Минерва, рожденная из мозга Юпитера (не увидеть бы сей богине свет, будь он астурийцем), постаралась успокоить Юнону ласковыми словами, Венера же, гадюка, вздумала распалить ее ревность и разоралась, как зеленщица, ругая Юпитера на все корки. Меркурий тоже всласть поработал языком, уговаривая всех примириться и не портить небесного пира. Марс, как истый покровитель жуликов и выпивох, при виде бокалов с амброзией воскликнул:
– Это мне-то бокалы? Пусть из них пьет Луна да вон те занюханные богини!
И, смешав Нептуна с Бахусом,[367] выхлестал обоих в два глотка; засим, ухватив Пана, отрезал от него добрый кус, вмиг освежевал его стадо, нанизал овец на меч, как на вертел, и давай уплетать овцу за овцой, только за ушами трещало. Сатурн перекусил полдюжиной своих сыночков. Меркурий с шапочкой в руках пошел ластиться к Венере, которая пригоршнями упихивала себе в рот витые булочки и сухое варенье. Плутон вытащил из котомки пару ломтей жареного мяса, упрятанные туда Прозерпиной на дорогу; завидев это, голодный Вулкан тотчас приковылял вперевалку, отвесил поклон-другой, надеясь за счет учтивости пообедать на даровщинку, набросился на жаркое и громко зачавкал.

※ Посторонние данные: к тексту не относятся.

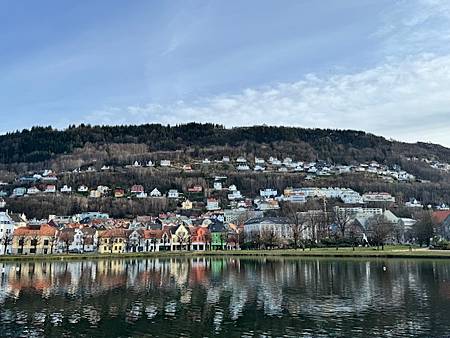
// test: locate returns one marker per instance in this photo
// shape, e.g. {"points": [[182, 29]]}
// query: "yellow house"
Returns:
{"points": [[181, 237], [186, 205], [113, 240], [30, 240]]}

Солнце, музыкант на пирушке, настроило лиру и запело гимн Юпитеру, уснащая его затейливыми переливами. Сия серьезная музыка и правдивость слов быстро наскучили Венере и Марсу, а посему Марс, постукивая черепками, стал горланить залихватскую песню, приправленную бордельными стонами, Венера же, щелкая пальцами заместо кастаньет, завихлялась в плясе, пламеня кровь богов непристойными ужимками. Все пришли в исступление и задрыгали ногами как одержимые. Юпитер же разомлел от Венерина озорства так, что слюни у него потекли, и молвил:
– Вот это называется вышибить Ганимеда, да еще без лишних окриков!
Он отпустил богов, и те, сытые и довольные, отправились восвояси, толкаясь, дабы не оказаться в хвосте, каковое место занял по праву мальчишка виночерпий со своим орлом.
366
Буйный лагерь Аграманта… – В поэме Ариосто «Неистовый Роланд» (1516) африканские короли в их Союзники во главе g Аграмантом собираются взять Париж, но Распря проникает в лагерь Аграманта и приводит в смятение его войско.